Define the first network as $f_1$ and the second network as $f_2$.
Then we can say $y’ = f_2(f_1(x))$.
Folding Analogy
Take Network 1 above as a piece of paper. If you were to fold the paper whenever there is a joint along the input axis, you would end up with three regions.
With the paper already folded, in each region, you are going to stretch, flip and scale Network 2 onto it to fit the size of the region.
Then whenever there is a joint on Network 2, you’re going to fold the paper again.
So you have three regions in Network 1, folding each everytime you see a new region in Network 2, will give you 9 regions in total.
Then for the final output, you unfold the paper and you have the final network.
Deep Neural Network
Instead of composition, we can have a single network with multiple layers and achieve the same result.
For example:
Notations
Organizing the notations from shallow neural networks:
- $K$: Depth of layers (number of hidden layers)

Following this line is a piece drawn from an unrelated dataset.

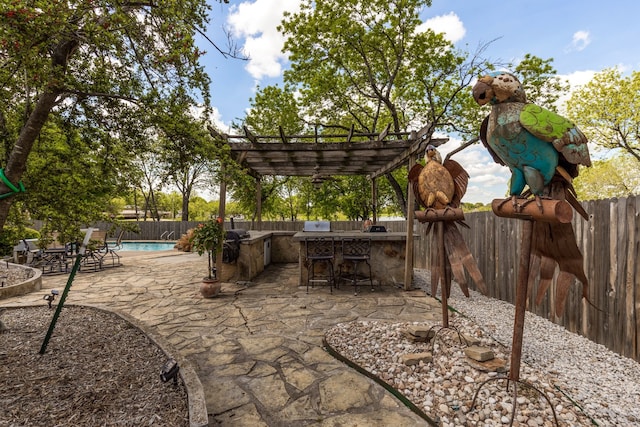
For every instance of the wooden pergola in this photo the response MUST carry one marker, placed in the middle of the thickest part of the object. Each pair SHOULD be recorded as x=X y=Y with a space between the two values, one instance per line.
x=322 y=155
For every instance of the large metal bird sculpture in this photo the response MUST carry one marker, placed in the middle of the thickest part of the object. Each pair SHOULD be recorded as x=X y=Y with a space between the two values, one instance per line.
x=440 y=186
x=543 y=150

$D_k$: Width of layer $k$ (number of hidden units in layer $k$)
$K$ and $D_k$ are hyperparameters.
- $\inputx$: Input vector dimension $D_i$
First and $k$-th hidden layer
$$ \begin{align*} \hidden_1 &= \activate[\biasvec_0 + \weightmat_0 \inputx] \\[1em] \hidden_k &= \activate[\biasvec_{k-1} + \weightmat_{k-1} \hidden_{k-1}] \end{align*} $$
$\outputy$: Output vector dimension $D_o$
$$ \outputy = \biasvec_K + \weightmat_K \hidden_K $$
Capacity of the Network
The capacity of the network is the total number of hidden units:
$$ \sum_{k=1}^{K} D_k $$
Comparison to Shallow Networks
Both Can Approximate Any Function
Shallow networks are mimiced by deep networks where all the other hidden layers except the first are just identity functions.
So both shallow and deep networks obey the universal approximation theorem.
Deep Networks Have More Representational Power
For the same number of hidden units, deep networks have more representational power, meaning they create more parameters and linear regions.
For a single input-output network, having 6 hidden units in a single hidden layer creates $12 + 7 = 19$ parameters.
Splitting the 6 hidden units into 2 hidden layers with 3 hidden units each creates $6 + 4 + 4 + 6 = 20$ parameters.
In terms of linear regions, refer back to the folding analogy above.
The number of regions gets multiplied each layer, while increase in regions in a shallow network is additive. Therefore, deep networks generally create more linear regions.
Dependencies and Symmetries Among Regions
Deep layers are sequentially dependent on each other, and we can imagine from the folding analogy that each regions contain some symmetries.
So just because deep networks have more linear regions, we cannot always say this is desirable.
Whether we want this effect depends on the nature of the problem.
Depth Efficiency
We said that both shallow and deep networks can approximate any function.
However, there are some cases (not all) that require exponentially more hidden units in a shallow network than in a deep network.
Some tasks can be done with a few hundred hidden units in multiple layers, but require millions of hidden units in a single layer.
Again, whether this effect is desirable depends on the nature of the problem.
Large, Structured Inputs
Images, when flattened into a single vector, can easily have millions of input dimensions.
Even with a single layer, a fully connected network creates a real computational burden.
Also, in the case of images, we don’t always want to treat each pixel as an independent feature. Sometimes we want to lump together pixels and process them in local groups.
Deep networks such as convolutional neural networks (CNNs) can handle this by making the inputs go thorough multiple pooling and convolutional layers.
It is not feasible to do this with a single layer.
Training and Generalization
Upto a certain number of hidden layers, it is easier to train deep networks than shallow networks. However, as more layers are added, the training becomes more difficult for deep networks.
But another advantage of deep networks is that they generalize better on unseen data compared to shallow networks.
But we don’t really know why this is the case.